Thai princess' parents jailed for insulting monarchy

Parents of crown prince's estranged wife 'used royal link to have woman jailed'

Thai princess' parents jailed for insulting monarchy

 

World Bulletin / News Desk

The parents of a former Thai princess have been jailed as they await trial on lese majeste charges after admitting using their royal connection to have a woman falsely imprisoned, local media reported Saturday.

Apiruj, 72, and Wanthanee Suwadee, 66, the father and mother of the estranged wife of the Thai crown prince, confessed to having the woman jailed for 18 months on a bogus fraud charge in 2003.

The woman, Sawita Maneechan, brought the allegation at the beginning of February, 12 years after she was imprisoned in Ratchaburi province, west of Bangkok, the Nation newspaper said.

The Suwaddes initially denied the claim but were denied bail after they confessed to police on Friday.

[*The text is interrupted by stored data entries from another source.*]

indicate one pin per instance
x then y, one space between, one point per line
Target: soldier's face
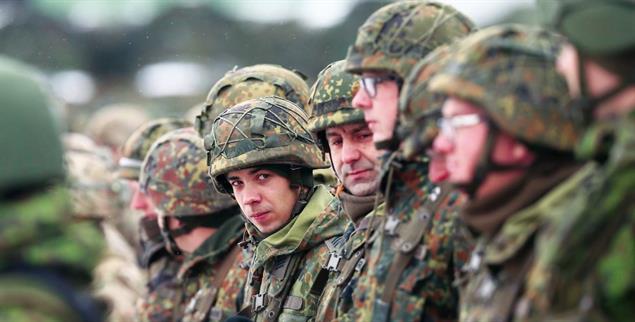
189 242
141 202
354 157
598 79
463 147
380 110
265 197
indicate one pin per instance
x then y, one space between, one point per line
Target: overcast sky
325 13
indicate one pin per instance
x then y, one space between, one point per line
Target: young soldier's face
140 201
354 157
598 80
378 99
461 148
462 142
265 197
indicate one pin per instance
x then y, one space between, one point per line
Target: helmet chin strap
486 164
168 237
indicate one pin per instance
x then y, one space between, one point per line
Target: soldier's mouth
259 216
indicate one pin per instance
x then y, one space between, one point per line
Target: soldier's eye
335 142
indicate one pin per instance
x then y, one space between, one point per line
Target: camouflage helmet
251 82
137 145
174 176
112 125
332 99
92 185
31 148
419 109
509 71
266 130
397 36
595 27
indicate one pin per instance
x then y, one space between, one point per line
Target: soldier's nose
361 100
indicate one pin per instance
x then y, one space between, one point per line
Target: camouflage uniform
161 267
256 81
46 257
587 272
331 105
286 275
118 280
133 152
413 250
509 72
174 176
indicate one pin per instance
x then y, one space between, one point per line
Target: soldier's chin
362 188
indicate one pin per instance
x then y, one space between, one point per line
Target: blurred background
164 55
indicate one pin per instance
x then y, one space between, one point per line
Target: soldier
161 267
133 152
250 82
255 81
261 153
118 280
46 257
507 137
198 224
342 133
588 272
413 254
111 125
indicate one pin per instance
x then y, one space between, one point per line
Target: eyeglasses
369 83
448 125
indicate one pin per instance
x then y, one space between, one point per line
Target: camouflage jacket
498 271
118 280
158 304
46 260
286 274
415 250
348 263
219 255
176 296
587 269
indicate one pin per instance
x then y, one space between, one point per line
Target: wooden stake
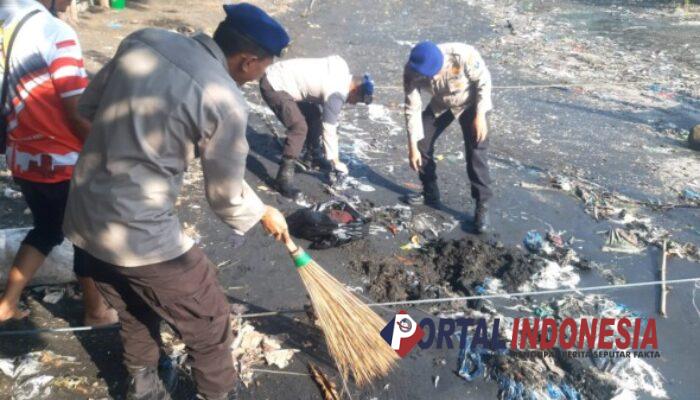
664 291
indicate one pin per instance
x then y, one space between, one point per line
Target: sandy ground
626 139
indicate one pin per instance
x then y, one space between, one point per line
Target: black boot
232 395
430 196
146 385
285 179
482 220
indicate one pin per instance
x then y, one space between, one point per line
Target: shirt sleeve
90 100
331 114
413 107
223 152
480 77
65 60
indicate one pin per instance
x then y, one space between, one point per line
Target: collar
210 45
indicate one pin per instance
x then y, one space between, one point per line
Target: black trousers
47 202
301 119
185 292
475 153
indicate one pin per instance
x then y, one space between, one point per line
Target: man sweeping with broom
161 101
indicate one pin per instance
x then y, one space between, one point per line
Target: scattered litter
555 239
429 226
54 295
327 387
33 388
348 182
251 348
11 193
30 373
415 243
330 224
690 194
76 384
562 182
552 276
533 241
621 241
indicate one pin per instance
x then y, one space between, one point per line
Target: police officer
460 84
170 98
307 95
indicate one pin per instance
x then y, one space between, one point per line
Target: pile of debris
470 266
43 375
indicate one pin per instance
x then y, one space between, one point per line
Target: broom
350 326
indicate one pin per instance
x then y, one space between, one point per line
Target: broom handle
291 246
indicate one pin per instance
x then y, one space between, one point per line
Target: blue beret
367 89
259 27
426 58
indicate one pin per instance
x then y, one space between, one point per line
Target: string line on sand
533 293
504 295
552 85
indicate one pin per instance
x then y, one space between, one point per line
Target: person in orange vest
44 78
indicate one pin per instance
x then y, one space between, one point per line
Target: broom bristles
350 326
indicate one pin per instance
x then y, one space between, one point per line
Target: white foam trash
57 269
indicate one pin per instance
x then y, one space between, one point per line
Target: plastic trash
621 241
533 241
690 194
330 224
470 364
570 392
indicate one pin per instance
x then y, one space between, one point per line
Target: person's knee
298 128
44 239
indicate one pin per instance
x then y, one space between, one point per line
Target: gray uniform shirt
463 81
163 99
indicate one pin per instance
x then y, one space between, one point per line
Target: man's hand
274 223
480 128
414 159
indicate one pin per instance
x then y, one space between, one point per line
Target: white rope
553 85
407 302
695 289
534 293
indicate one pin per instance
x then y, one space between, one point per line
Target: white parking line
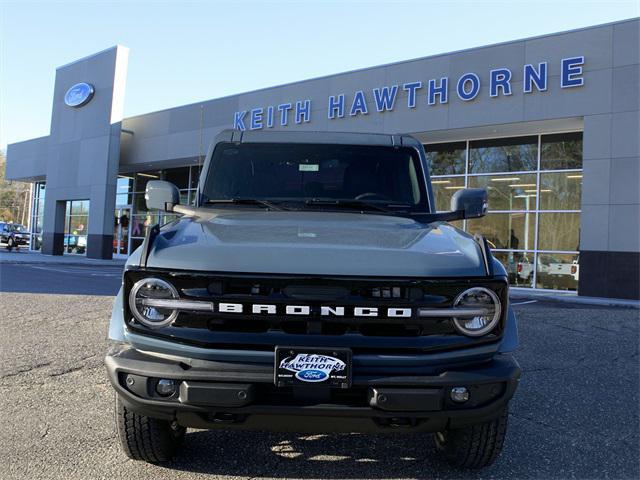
524 303
78 271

The Khaosod news website quoted Wanthanee as saying: “What I have done? What I have said? I did not mean it. I have confessed to every allegation. I don’t want to say much. I only would like to say that I still love and revere the monarchy.”

One of their daughters was allowed to stay in prison with the couple due to their age, Police Col. Akkaradej Pimolsri, acting director of the Crime Suppression Division, said.

Former Princess Srirasmi, now known as Thanpuying Srirasmi Suwadee, had her royal name withdrawn by husband Crown Prince Vajiralongkorn after several of her brothers, a sister and her uncle, Police Lt. Gen. Pongpat Chayapan, were accused in November of widespread corruption.

Srirasmi, who became Vajiralongkorn’s third wife in 2001, resigned from the royal family a few days later and has since been living with her parents.

It is unclear whether she is yet formally divorced from the crown prince. They have a nine-year-old son, Prince Dipangkorn Rasmijoti, who is thought to have been taken away from his mother.

Vajiralongkorn is expected to take a former Thai Airways flight attendant as his fourth wife.

Srirasmi received 200 million baht ($6.2 million) from the crown property bureau after relinquishing her royal titles.

The stringent lese majeste law makes insulting or criticizing the royal family a criminal offense punishable by a jail term of up to 15 years. The offense is widely interpreted by military courts and used to restrict public discussion of the royal family.

Chayapan, who headed the powerful Central Investigation Bureau until the corruption scandal exploded, was sentenced to 31 years in prison after he confessed to lese majeste, bribery and money laundering charges.

The number of people detained for lese majeste offenses has rocketed since the military seized power in May last year.

According to the International Federation of Human Rights, 40 people have been arrested on lese majeste charges since the coup. Bail is systemically denied to defendants and trials are held in secret in military courts.